Difficile au milieu de discours contradictoires et enfiévrés de faire la part des choses sur le DDT. Essayons d’y voir plus clair.

En 1992, le DDT a été classé avec onze autres pesticides dans la catégorie des POPs lors de la conférence de Rio (avant d’être la cible de la convention de Stockholm du 22 mai 2001 qui vise à les interdire). POP pour Polluants Organiques Persistants, une définition fondée sur quatre critères :

  1. le POP est toxique ;
  2. il s’accumule dans la chaîne alimentaire (ce qui est mesuré par un facteur de bioconcentration) ;
  3. il est persistant dans l’environnement (ce qui est mesuré par la demi-vie, période au-delà de laquelle 50 % du produit s’est dégradé) ;
  4. il voyage sur de longues distances.

 

Le DDT voyage bien : on en a retrouvé dans les neiges de l’Arctique.

Il est sans conteste persistant : sa demi-vie est de 15 ans. Si vous en déversez 50 kg dans votre jardin (admettons que vous êtes facétieux), il vous en restera 25 kg dans 15 ans, 12,5 kg dans 30 ans, etc.

Il est tout à fait bio-cumulatif : parce qu’il se dissout très bien dans la graisse, les animaux qui en absorbent ne parviennent pas à l’éliminer. On en retrouve donc de grandes concentrations chez les animaux du sommet de la chaîne alimentaire (par exemple, nous).

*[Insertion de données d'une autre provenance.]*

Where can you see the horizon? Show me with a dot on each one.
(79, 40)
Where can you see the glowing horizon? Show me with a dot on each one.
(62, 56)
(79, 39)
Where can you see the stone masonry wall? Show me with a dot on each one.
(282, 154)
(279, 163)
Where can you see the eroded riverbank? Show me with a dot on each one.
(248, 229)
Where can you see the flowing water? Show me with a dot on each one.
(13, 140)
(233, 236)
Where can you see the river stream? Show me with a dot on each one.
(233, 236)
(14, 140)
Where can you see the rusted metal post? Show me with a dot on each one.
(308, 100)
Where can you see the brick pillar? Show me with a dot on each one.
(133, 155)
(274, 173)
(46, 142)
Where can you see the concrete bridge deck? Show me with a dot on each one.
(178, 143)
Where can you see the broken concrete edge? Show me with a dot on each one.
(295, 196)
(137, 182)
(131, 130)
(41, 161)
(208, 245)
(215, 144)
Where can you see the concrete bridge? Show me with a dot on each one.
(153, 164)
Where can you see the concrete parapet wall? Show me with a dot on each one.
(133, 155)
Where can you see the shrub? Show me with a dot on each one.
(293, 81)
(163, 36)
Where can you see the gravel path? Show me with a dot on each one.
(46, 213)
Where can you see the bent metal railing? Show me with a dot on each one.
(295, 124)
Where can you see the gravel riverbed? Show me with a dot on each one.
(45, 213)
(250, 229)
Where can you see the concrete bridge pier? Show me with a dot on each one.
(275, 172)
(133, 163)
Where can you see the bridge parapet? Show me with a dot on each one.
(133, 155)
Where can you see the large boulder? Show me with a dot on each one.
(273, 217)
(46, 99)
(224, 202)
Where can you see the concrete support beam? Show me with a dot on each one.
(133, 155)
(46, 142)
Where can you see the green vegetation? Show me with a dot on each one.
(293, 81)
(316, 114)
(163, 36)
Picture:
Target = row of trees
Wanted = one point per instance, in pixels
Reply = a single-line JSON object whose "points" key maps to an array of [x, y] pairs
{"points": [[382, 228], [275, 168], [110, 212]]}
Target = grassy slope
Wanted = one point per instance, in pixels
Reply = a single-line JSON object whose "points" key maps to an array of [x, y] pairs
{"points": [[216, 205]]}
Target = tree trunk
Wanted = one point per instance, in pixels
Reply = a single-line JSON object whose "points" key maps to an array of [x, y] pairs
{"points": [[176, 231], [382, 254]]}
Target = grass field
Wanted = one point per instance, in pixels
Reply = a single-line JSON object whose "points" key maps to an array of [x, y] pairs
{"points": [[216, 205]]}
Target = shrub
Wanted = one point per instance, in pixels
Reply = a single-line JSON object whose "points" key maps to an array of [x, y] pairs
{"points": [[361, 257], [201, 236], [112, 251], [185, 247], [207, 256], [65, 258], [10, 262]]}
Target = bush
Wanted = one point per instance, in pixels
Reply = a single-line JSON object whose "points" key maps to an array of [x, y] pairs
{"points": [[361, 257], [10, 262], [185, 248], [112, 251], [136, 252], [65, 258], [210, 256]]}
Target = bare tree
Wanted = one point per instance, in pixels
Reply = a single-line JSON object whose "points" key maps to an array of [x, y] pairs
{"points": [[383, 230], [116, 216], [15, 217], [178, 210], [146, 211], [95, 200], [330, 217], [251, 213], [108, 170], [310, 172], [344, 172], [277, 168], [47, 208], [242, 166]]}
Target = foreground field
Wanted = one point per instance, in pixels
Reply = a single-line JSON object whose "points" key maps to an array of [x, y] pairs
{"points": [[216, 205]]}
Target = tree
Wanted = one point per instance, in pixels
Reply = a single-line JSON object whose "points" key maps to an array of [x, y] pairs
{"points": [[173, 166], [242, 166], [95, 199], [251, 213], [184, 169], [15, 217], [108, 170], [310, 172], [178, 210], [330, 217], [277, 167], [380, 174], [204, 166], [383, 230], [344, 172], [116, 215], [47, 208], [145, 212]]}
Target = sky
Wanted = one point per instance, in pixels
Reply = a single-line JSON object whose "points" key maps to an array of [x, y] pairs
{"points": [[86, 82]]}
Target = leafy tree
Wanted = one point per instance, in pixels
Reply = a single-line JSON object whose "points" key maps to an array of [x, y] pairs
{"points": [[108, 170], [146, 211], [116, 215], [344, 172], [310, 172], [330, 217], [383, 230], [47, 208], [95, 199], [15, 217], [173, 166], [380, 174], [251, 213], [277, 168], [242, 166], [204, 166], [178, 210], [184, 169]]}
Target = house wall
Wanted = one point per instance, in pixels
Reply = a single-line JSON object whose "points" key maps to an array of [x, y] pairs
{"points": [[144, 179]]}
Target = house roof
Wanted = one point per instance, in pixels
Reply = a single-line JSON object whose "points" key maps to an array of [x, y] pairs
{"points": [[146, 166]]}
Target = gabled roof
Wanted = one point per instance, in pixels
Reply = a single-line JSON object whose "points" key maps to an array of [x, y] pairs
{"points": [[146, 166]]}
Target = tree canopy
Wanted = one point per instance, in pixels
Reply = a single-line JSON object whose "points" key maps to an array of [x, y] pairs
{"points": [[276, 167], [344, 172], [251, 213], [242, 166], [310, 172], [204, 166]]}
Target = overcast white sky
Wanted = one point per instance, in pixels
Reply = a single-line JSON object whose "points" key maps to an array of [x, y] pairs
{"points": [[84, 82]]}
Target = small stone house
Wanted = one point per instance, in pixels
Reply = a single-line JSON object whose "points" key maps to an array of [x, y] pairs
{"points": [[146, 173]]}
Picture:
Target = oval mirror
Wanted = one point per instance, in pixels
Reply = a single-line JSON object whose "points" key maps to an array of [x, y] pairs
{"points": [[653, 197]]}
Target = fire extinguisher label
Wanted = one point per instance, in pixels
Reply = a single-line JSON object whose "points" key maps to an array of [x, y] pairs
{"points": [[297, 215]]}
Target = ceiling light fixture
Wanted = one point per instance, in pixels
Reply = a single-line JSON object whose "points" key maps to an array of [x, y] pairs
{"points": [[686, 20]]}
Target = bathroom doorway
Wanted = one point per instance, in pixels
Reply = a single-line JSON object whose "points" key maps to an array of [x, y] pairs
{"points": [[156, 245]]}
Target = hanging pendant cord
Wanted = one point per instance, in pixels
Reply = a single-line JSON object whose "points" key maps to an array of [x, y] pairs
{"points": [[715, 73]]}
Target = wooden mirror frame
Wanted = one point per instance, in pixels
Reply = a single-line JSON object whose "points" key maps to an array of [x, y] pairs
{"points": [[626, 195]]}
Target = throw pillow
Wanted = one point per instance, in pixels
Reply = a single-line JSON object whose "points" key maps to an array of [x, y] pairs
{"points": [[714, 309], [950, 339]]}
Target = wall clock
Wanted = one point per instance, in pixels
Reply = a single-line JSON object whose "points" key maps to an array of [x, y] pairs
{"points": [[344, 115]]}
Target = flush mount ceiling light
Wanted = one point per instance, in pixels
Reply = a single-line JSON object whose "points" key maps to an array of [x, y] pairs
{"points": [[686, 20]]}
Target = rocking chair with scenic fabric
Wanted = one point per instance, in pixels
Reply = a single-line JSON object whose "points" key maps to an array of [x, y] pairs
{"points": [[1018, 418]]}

Ces trois premières caractéristiques ne prêtent guère à controverse. Diverses études montre du reste la persistance de traces de DDT dans le corps humain plusieurs décennies après l’arrêt de son utilisation dans les pays industrialisés : ainsi cette étude australienne publiée en septembre 2011, qui révèle sa présence persistante dans le lait maternel, ou cette étude française de l’INVS qui mesure des concentrations de DDT ou de DDE (son métabolite, c’est-à-dire le produit de sa dégradation) plus faibles dans la population française que dans celle de pays voisins, « confirmant ainsi que, du fait de son interdiction, l’exposition au DDT a cessé depuis longtemps en France. »

 

Et alors, c’est grave ? Malheureusement, le critère de la toxicité est lui sujet à de vifs débats et recouvre différentes questions. Parmi ses effets nocifs possibles, l’EPA liste :

  • Probable human carcinogen
  • Damages the liver
  • Temporarily damages the nervous system
  • Reduces reproductive success
  • Can cause liver cancer
  • Damages reproductive system

L’Agence Internationale pour la Recherche sur le Cancer (IARC) classe le DDT dans la catégorie 2B, c’est-à-dire « potentiellement cancérogène pour l’homme » (Possibly carcinogenic to humans)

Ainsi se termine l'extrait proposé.